Overweight and obese women often receive intentionally reduced doses of chemotherapy, which affects their prognosis for recovery, according to a new study led by a Medical Center doctor.

In the study published in the Archives of Internal Medicine, Jennifer Griggs, associate professor and a cancer specialist at the James P. Wilmot Cancer Center, analyzed the treatment of 9,672 women treated across the country for breast cancer.

She found that the chemotherapy regimen prescribed for overweight women often varies from that recommended for healthy-weight women even though the study found no evidence that overweight women are more prone to side effects than leaner women.
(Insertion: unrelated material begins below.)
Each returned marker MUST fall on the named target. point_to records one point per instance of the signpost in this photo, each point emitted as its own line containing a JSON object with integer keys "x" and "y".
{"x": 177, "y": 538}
“It is clear there is some uncertainty among doctors on how best to dose chemotherapy in heavy patients,” Griggs says. “This study adds to other research by demonstrating that dosing chemotherapy using actual body weight is safe and may help address some of the uncertainty. We have here an opportunity to improve the quality of all aspects of cancer care.”

The issue of the proper chemotherapy dosage is increasingly important as more Americans struggle with obesity, Griggs notes. Current standards call for doctors to figure chemotherapy based on body surface area, calculated by height and weight and expressed in square meters.

But due to concerns that the formula might provide too much medication to large women and cause toxic side effects, some doctors make adjustments to reduce the regimen based on women’s weight.

Griggs and her colleagues researched the treatment given for patients diagnosed with different stages of breast cancer who received chemotherapy between 1990 and 2001 at 901 oncology practices across the country.